O ator Marcos Breda, que mora no Rio, onde faz calor o ano inteiro, associa o verão às corridas na praia. “Tenho um prazer imenso em correr quilômetros na beira do mar, tomar uma água-de-coco e depois dar um mergulho no mar de Ipanema”, conta. E ele percebe: algo muda quando a estação chega de fato. “Tem algo morno, tépido no ar que, por um segundo, me faz sentir como se eu tivesse 15 anos outra vez. Me lembro de uma namoradinha sapeca que tive numa praia do Sul. Não é à toa que o título daquele filme tem pinta de bordão: todo mundo sabe o que fez no verão passado”.

Ler sob a brisa

Pode ser na varanda de casa, no jardim ou num cantinho adaptado, na poltrona, na espreguiçadeira, na rede ou no chão. O fato é que ler sentindo a brisa fresca no rosto é um prazer diferente de ler debaixo do cobertor em frente à lareira. “Ler sob a sombra de uma árvore no verão é como levar sua alma para um piquenique”, define a jornalista Cláudia Laitano.

Reverenciar o sol

O ritual pode ser de manhã ou no final da tarde: a perspectiva de apreciar o sol antes ou depois do trabalho torna a labuta mais leve. A pedagoga Lídice Zaniratti deixa para a tarde o encontro prazeroso. “Corro das tarefas cotidianas para admirar o pôr-do-sol, a chegada das estrelas e da Lua. Pela janela do meu apartamento, gosto de ver as pessoas mais alegres e descontraídas na calçada.” A despedida do Sol também é o momento preferido do verão para a cantora e compositora Mart’nália, que se sente diante de um artista que acabou de se apresentar no palco: “No verão, só penso em passar o dia na praia, jogar frescobol e ver o pôr-dosol com amigos”, diz.

Fazer sua hora feliz

As happy hours não dependem de estação para ocorrer. Mas o verão exige outro cardápio e garante sempre a alternativa da mesa ao ar livre. O que importa mesmo é a companhia, a cumplicidade do momento. O estilista mineiro Ronaldo Fraga escolhe outro programa para o final da tarde, também considerado “hora feliz”: “Longe do litoral, no verão eu morro de saudade do entardecer na praia, o que nas outras estações não me faz falta alguma. Para compensar, pego a bicicleta e ando com os meus filhos desde o entardecer até a noite”.

Retomar idéias

A estação parece curta para tantas idéias que você tirou da gaveta só porque o dia amanheceu cedinho e a noite demora pacas para voltar.
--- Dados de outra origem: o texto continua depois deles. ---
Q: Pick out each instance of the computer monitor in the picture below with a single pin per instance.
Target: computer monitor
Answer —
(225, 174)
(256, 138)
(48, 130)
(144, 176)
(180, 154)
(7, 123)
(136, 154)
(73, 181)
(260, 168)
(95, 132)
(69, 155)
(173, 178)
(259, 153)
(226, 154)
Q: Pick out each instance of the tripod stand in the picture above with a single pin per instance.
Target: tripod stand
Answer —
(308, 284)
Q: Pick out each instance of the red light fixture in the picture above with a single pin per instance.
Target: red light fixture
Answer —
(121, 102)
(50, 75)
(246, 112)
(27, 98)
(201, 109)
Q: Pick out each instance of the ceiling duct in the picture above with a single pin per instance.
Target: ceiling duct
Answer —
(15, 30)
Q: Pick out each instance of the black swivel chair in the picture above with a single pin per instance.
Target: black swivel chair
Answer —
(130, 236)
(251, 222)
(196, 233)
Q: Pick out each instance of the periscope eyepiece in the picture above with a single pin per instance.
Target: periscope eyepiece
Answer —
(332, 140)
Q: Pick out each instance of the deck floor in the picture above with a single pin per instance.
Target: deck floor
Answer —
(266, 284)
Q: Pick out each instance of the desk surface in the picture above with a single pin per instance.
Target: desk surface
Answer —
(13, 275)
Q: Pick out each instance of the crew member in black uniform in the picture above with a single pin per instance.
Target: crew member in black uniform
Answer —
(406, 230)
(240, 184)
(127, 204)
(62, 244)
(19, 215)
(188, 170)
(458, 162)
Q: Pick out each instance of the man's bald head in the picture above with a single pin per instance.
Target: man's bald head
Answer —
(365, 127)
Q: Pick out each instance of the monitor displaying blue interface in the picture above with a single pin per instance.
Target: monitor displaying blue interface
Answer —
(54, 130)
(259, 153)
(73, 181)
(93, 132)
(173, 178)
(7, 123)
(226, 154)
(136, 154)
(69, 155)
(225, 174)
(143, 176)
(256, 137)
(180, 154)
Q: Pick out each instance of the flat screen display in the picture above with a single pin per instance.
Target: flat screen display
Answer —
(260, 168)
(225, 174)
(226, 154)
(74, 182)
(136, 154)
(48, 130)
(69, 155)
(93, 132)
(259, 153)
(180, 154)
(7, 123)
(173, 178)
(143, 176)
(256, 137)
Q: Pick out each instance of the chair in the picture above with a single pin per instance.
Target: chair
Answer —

O verão nos estimula mesmo – mas cria também as distrações no caminho entre a vontade e a execução daquele projeto. “No verão, penso seriamente em fazer uma dieta, mas aí o desejo de tomar uma cervejinha põe tudo a perder”, confessa a professora de história da arte Paula Ramos.

Dispensar o carro

Aproveitar a luz natural e o clima ameno para andar a pé ajuda a desafogar o trânsito, faz bem ao coração e colabora com a redução de emissão de gás carbônico na atmosfera. “No verão, vou sem carro para o trabalho no turno da tarde e trago um sapato leve, uma sapatilha ou um chinelinho na bolsa. No final do dia, troco o calçado e caminho até minha casa. São cerca de 30 minutos, em que aproveito para relaxar, ouvir música e fazer planos. É uma espécie de meditação em movimento”, afirma a jornalista Liège Alves.

Eleger uma música

Todo ano tem uma músicatema do verão. Aquela que toca em todos os lugares, no quiosque da praia, no supermercado, em todas as rádios. Em geral, algo com um refrão que gruda como chiclete e você não sabe explicar por que está repetindo também. Mas dá para eleger seu próprio hit. E daí, para virar trilha sonora, pode ser um pulo. De Beach Boys a Los Hermanos, a escolha tem que ser natural e cheia de bossa.

Fazer nada

O verão é a época ideal para desligar a mente olhando para o céu, aposta a artista plástica Lou Borghetti. “Adoro me deitar sobre uma toalha no pátio e ficar olhando o céu, os desenhos que as nuvens vão formando, aquela sensação de infinito. Isso também é meditar”, filosofa.